Dean listened to the sound of his father moving away from the door and tried to pick up the thread of his last thought.
He didn't have any options. That was the thing. Dean was who he was supposed to be, because...well, life made it so he had to be this way. His present, his future, that was all dictated to him by the events in his past, things that happened that he and his dad and his mom and his little brother had no control over. Maybe when he was three or four he'd been like Sam, innocent and round-cheeked and soft, playing at being a cop or a fire-fighter or...whatever. And maybe he'd would've ended up different, a guy with a blue collar job, a mechanic maybe, feeling the satisfaction of working with his hands, coming home at night to a sweet-smelling woman and a cold beer, being the kind of guy that other guys liked to hang around, a guy who laughed a lot and made other people laugh too, who loved to play with his kids and teach them things like how to shoot a bow or change a tire, not because they needed to fight monsters or be independent way too young, but because it was just so good to be with them, and see things through their eyes….

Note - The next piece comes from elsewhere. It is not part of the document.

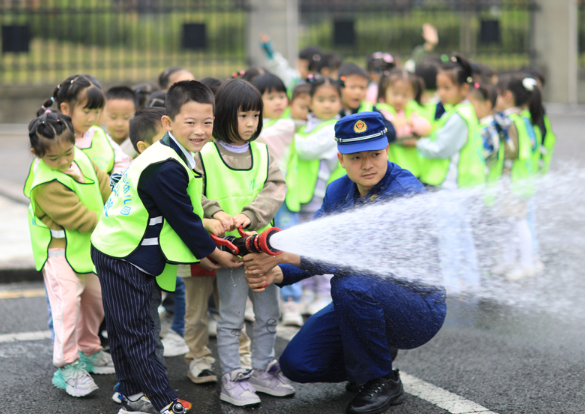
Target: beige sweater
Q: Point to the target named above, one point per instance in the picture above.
(263, 208)
(60, 208)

A hot tear contrasted sharply with the chilled skin on his face, and he wiped it away.
It reminded him that his eye was a fucking mess, and he reached for the wash cloth carefully balanced on the edge of the tub, cupping it in his hand, filling it with ice, then pressing it to a blackened orbit.

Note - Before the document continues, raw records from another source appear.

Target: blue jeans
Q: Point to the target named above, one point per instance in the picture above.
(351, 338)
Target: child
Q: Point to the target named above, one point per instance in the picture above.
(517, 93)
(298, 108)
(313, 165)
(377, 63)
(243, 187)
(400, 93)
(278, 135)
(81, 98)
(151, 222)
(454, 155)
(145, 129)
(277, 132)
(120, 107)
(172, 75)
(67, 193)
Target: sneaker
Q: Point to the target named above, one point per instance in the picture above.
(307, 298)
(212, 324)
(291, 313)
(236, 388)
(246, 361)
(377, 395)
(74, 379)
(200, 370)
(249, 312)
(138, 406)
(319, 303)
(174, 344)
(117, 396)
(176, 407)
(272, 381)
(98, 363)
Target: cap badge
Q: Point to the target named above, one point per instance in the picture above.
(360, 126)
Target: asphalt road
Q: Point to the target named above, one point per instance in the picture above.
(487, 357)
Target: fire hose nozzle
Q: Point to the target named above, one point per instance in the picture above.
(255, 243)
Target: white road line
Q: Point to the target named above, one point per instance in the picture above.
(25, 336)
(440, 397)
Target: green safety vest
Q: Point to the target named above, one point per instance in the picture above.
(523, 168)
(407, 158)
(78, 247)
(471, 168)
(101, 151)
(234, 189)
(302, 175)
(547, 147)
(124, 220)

So, he couldn't have all that. It may have been the guy that he was supposed to be once, but it wasn't the guy that life let him be.
Sam, though...if he could protect Sam enough, Sam could have that. He could be who he was meant to be, the smart guy with some kind of white collar job that he'd had to go to college for a million years to get, with a whole frickin' alphabet after his name, and a glamorous wife that was so high society it made Dean nervous to be around her, and a huge mansion of a home with weird artwork on the walls that cost more than Dean could make in an entire night of hustling pool, and a membership at a...a golf course, or something like that.

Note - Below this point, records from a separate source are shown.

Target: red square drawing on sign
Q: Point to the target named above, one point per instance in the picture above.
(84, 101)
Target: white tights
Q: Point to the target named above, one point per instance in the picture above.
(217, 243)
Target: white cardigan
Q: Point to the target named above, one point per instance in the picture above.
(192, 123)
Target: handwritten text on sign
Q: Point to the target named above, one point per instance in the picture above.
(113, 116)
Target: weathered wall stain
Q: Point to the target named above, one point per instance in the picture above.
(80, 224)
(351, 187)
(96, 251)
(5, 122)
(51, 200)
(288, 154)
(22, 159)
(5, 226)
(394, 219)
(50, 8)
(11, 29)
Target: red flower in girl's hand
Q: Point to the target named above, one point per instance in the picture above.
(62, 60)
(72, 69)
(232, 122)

Sam could have all of that, deserved to have all of that, but only if Dean did his job right.
He had to look out for Sammy, because at least one of them should get to choose his life, not have it dictated to him.
So his dad was right. And maybe Dean didn't agree with how he did it, but John had done a good job of making Dean into the person he needed to be, and Dean knew he couldn't get there on his own, that he needed to be forced, and reminded, and punished. And Bobby was wrong about one more thing, because when it came to John Winchester, not criticizing was the same as giving praise, and Dean got that a lot.
Dean knew he wasn't better than John. He still made mistakes, still...but he knew he was good, damned good, and he knew who he had to thank for that.
He'd always known, and that's why he didn't fight back when John struck him, and why he stripped when John ordered him to, even though he knew what was coming.
Because life had forced this on John Winchester, too, and they were both doing the best they could.